Juliana narra com muita dificuldade, mas com riqueza de detalhes, o dia em que foi até o gabinete pastoral, em setembro de 2017, e sofreu um estupro seguido de golpes violentos em seu ventre. “Com o órgão genital dele para fora da calça, ele dizia ‘não se preocupe, tudo faz parte da técnica’. Eu chorava muito, mas, mesmo nervosa, chorando, ele me deixava muito à vontade, porque a todo momento ele dizia que estava ali para me ajudar e me curar”. Após ser estuprada e violentada, J. saiu do gabinete pastoral com um pedido de ultrassom e um encaminhamento a um psiquiatra amigo do pastor. “No dia seguinte acordei com muita dor e sangrando”, conta. “Quando fui fazer o ultrassom, já havia perdido meu bebê.”
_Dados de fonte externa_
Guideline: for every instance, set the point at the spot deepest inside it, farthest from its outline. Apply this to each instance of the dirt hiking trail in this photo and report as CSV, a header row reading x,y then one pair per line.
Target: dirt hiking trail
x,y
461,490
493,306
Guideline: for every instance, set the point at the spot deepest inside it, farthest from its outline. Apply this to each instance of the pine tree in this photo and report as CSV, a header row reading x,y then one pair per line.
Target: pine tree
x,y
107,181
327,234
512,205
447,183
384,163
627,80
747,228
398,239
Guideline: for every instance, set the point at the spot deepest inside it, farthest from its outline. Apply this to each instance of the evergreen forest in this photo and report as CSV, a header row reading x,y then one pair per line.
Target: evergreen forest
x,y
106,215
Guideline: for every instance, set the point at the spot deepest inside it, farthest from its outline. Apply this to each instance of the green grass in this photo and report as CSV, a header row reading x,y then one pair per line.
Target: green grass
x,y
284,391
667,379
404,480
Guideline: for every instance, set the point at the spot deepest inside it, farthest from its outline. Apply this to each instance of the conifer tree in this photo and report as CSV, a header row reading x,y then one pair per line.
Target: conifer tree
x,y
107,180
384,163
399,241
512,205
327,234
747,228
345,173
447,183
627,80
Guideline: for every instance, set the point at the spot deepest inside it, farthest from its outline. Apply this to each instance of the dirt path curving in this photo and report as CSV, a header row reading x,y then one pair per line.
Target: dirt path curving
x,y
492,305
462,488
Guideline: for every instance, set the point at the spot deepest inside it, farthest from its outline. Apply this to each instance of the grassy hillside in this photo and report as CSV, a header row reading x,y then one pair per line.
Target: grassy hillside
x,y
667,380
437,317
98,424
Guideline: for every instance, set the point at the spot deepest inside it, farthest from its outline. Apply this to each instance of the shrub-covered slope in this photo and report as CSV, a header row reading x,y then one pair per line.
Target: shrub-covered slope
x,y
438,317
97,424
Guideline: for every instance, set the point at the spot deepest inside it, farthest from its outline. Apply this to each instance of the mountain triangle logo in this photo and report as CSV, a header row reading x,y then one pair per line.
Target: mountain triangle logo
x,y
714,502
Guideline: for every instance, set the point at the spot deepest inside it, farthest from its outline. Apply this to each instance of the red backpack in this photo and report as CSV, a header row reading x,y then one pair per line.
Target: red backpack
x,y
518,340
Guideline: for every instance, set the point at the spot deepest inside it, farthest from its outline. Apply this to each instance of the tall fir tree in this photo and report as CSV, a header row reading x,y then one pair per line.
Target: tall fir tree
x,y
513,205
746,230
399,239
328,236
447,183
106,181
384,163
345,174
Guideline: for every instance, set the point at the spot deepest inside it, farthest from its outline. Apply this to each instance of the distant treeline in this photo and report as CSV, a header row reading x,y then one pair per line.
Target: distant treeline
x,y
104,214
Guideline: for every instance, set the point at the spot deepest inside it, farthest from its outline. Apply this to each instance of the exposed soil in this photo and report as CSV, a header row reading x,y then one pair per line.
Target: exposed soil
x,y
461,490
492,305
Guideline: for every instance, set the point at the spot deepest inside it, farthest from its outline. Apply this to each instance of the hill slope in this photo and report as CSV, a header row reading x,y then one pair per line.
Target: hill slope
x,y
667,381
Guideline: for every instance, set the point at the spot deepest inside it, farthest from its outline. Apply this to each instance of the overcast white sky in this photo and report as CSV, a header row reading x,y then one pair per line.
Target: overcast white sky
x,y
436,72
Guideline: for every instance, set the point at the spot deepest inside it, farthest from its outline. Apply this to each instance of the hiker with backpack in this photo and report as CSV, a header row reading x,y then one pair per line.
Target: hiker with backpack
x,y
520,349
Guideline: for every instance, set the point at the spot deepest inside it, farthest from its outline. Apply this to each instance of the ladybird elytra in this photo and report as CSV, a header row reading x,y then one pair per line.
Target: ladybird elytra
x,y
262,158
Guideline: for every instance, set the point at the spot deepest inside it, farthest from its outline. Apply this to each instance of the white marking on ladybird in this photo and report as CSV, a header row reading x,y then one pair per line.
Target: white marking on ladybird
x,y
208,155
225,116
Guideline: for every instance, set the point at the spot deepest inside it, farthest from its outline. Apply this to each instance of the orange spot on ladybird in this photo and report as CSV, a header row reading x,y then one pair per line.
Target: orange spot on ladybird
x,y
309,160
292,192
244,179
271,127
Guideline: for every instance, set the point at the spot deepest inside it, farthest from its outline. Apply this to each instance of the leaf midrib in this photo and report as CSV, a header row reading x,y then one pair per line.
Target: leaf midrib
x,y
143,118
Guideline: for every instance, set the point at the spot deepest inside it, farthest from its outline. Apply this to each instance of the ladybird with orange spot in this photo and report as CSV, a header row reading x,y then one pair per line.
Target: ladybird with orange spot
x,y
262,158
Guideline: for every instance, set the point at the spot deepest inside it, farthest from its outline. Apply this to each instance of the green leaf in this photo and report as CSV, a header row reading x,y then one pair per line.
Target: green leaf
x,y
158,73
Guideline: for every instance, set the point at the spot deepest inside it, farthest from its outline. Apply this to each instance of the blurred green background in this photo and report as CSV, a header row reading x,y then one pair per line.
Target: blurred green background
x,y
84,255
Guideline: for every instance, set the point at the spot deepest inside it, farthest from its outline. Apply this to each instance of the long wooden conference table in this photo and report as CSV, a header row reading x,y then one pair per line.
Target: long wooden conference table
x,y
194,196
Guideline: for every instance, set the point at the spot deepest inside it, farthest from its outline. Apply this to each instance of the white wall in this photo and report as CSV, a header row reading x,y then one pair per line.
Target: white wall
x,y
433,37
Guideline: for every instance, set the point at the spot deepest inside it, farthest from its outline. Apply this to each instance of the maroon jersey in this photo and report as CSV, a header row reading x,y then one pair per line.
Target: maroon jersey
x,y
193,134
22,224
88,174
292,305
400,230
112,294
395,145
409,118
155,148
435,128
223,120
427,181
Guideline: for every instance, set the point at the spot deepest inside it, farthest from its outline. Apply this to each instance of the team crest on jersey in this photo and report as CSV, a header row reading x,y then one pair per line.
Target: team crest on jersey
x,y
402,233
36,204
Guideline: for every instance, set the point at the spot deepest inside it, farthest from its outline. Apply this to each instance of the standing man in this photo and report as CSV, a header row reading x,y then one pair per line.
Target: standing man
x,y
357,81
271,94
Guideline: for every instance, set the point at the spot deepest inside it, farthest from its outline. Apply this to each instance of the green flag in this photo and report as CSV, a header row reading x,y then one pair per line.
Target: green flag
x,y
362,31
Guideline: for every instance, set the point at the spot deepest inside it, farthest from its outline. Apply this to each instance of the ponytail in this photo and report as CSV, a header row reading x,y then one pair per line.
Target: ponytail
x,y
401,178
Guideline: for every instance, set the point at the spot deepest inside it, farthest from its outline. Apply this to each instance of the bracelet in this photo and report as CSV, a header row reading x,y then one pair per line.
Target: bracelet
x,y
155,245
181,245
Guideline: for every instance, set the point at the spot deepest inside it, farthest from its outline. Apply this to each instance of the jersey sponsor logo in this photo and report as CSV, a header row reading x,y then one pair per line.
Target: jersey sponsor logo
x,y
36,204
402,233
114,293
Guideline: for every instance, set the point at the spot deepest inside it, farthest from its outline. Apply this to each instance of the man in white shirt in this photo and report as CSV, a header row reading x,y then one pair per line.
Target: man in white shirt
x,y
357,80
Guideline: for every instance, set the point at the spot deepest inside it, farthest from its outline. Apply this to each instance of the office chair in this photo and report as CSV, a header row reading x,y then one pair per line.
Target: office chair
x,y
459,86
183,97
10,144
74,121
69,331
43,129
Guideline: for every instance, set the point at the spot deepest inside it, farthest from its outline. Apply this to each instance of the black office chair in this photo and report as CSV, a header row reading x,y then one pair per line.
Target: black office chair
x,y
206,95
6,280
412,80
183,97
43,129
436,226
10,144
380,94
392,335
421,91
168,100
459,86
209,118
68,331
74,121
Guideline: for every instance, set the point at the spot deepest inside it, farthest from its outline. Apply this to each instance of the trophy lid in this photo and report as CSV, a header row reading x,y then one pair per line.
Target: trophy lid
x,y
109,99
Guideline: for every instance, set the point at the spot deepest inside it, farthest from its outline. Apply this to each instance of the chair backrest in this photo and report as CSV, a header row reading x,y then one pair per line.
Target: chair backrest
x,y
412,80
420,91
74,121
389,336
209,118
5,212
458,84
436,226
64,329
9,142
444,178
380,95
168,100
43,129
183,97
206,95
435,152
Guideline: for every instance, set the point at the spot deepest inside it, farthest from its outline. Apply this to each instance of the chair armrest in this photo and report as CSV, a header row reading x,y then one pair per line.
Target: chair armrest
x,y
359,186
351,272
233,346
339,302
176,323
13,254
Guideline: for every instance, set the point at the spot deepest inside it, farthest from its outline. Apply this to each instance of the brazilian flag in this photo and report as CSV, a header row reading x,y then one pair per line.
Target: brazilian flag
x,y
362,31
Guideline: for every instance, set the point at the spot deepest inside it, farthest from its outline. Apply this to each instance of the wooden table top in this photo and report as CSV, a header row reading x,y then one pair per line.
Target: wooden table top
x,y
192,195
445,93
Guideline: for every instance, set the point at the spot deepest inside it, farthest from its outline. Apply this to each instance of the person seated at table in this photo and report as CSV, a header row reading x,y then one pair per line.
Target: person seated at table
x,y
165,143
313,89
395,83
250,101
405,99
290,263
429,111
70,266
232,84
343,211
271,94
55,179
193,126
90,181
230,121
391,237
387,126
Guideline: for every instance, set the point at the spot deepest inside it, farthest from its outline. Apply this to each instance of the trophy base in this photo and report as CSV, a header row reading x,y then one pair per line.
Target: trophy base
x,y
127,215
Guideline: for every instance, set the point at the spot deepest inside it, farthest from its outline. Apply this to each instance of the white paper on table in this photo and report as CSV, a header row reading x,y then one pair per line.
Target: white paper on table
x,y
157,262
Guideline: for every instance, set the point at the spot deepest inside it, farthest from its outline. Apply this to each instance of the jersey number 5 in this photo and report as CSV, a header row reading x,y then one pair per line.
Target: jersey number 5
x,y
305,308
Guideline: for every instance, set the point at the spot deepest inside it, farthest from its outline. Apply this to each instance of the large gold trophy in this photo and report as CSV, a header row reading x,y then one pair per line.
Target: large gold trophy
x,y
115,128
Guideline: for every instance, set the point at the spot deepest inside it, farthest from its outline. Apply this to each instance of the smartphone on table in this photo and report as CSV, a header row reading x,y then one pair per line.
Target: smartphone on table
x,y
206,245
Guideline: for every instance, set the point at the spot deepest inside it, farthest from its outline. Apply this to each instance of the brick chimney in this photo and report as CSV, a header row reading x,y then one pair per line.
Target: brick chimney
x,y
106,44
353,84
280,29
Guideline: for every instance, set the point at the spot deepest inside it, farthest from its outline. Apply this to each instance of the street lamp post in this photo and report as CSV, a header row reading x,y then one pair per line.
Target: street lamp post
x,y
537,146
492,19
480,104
Em comum, além do relato da técnica utilizada, essas mulheres também encontram a dificuldade em assimilar o ocorrido. “Até o início deste ano, eu ainda achava que ele era homem de Deus e tinha feito um procedimento de cura comigo”, conta Juliana. Ela só entendeu o que havia ocorrido quando um amigo em comum relatou o que Luciana havia passado. “Foi só ali, ouvindo a história de Luciana, que eu entendi o que havia acontecido comigo”, diz Juliana. Seu depoimento foi coletado na semana passada. “Até agora eu achava que tinha perdido meu bebê por um plano de Deus, porque foi Deus que quis”, conta ela.
O Coletivo Vozes Marias, formado por mulheres evangélicas e feministas pela igualdade de gênero, denuncia que a institucionalidade das igrejas perpetua as violências cometidas contra as mulheres e protege os agressores. “Existe um modo de praticar a violência que, mesmo quando vem à tona, as mulheres são enquadradas como adúlteras, e eles dizem que foram seduzidos por elas”, afirma Bárbara Aguiar, articuladora e mobilizadora coletivo, que se propõe a levar a discussão de gênero para dentro das igrejas.
A conselheira de Direitos Humanos Sylvia Siqueira ajudou o grupo a quebrar o silêncio e prestar depoimento na delegacia. Ela afirma que mesmo após a morte do pastor, essas mulheres continuarão pedindo justiça, por meio de apoio psicológico e também pela responsabilização da igreja. “Lamento que Francisco Dias tenha falecido, pois os crimes que ele cometeu estão vivos nos corpos e nas mentes de mulheres que se contorcem de dor, uma dor na alma, ao lembrar do que viveram”, diz. “Por isso continuaremos exigindo justiça e isso vai além da condenação judicial”.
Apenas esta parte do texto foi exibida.